Iniciativas de voluntariado, quando existentes em unidades de saúde, podem contribuir para ambientes mais acolhedores e integrados, favorecendo o bem-estar emocional de pacientes, familiares e profissionais.

O engajamento voluntário, em diferentes contextos, tem potencial para promover empatia, solidariedade e apoio mútuo, valores alinhados com a missão da SPDM no cuidado integral à saúde.

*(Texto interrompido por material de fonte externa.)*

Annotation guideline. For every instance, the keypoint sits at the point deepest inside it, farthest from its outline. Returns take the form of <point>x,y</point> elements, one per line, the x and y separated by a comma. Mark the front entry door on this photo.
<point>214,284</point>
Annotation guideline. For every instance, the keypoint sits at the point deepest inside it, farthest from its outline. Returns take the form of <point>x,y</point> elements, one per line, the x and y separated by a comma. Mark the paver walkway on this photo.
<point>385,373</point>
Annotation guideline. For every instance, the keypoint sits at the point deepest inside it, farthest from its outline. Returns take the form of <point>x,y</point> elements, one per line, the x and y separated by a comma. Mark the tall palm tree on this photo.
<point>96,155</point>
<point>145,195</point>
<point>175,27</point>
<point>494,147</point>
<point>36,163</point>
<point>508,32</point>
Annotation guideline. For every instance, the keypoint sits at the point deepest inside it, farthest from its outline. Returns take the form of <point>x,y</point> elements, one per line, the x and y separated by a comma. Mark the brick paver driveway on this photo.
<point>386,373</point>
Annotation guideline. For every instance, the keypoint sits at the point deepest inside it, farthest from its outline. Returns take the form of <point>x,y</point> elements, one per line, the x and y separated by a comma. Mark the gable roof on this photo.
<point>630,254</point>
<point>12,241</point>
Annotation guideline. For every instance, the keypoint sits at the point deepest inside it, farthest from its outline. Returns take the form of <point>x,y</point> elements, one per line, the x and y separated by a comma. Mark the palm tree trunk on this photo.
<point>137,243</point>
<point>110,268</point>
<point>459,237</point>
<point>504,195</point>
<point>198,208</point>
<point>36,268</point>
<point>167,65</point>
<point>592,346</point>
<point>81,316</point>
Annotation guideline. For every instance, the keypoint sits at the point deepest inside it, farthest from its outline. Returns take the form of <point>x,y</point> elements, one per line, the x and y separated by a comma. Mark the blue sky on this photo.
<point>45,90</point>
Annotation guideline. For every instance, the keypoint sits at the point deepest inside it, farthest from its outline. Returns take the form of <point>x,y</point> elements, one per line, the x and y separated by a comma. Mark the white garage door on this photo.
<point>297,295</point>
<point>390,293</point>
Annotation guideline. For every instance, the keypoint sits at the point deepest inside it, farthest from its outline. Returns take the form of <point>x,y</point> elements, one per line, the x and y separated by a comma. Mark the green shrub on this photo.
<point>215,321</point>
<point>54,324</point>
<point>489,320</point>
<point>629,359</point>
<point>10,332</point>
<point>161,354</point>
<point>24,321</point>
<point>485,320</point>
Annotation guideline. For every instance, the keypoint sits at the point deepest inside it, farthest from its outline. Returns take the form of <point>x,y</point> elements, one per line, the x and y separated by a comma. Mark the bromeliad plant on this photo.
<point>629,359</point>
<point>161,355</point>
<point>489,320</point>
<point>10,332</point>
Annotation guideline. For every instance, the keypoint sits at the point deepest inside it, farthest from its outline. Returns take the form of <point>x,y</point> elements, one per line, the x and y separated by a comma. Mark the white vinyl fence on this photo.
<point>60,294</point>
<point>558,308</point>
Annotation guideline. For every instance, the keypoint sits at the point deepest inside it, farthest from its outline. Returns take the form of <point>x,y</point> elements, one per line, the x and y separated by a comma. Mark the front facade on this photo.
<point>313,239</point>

Antes de iniciar qualquer atividade, é essencial buscar informações atualizadas nas unidades e serviços vinculados, para entender como participar de forma adequada, segura e respeitosa.

Considerações finais

O voluntariado é uma via de mão dupla, quem oferece tempo, escuta e apoio também recebe. Ao se engajar em ações solidárias, o voluntário amplia seu olhar, resgata sua humanidade, fortalece seu emocional e contribui para uma sociedade mais justa e acolhedora.

Mais do que doar, o voluntário compartilha. E nesse compartilhamento, colhe saúde mental, vínculos e sentido para a própria vida.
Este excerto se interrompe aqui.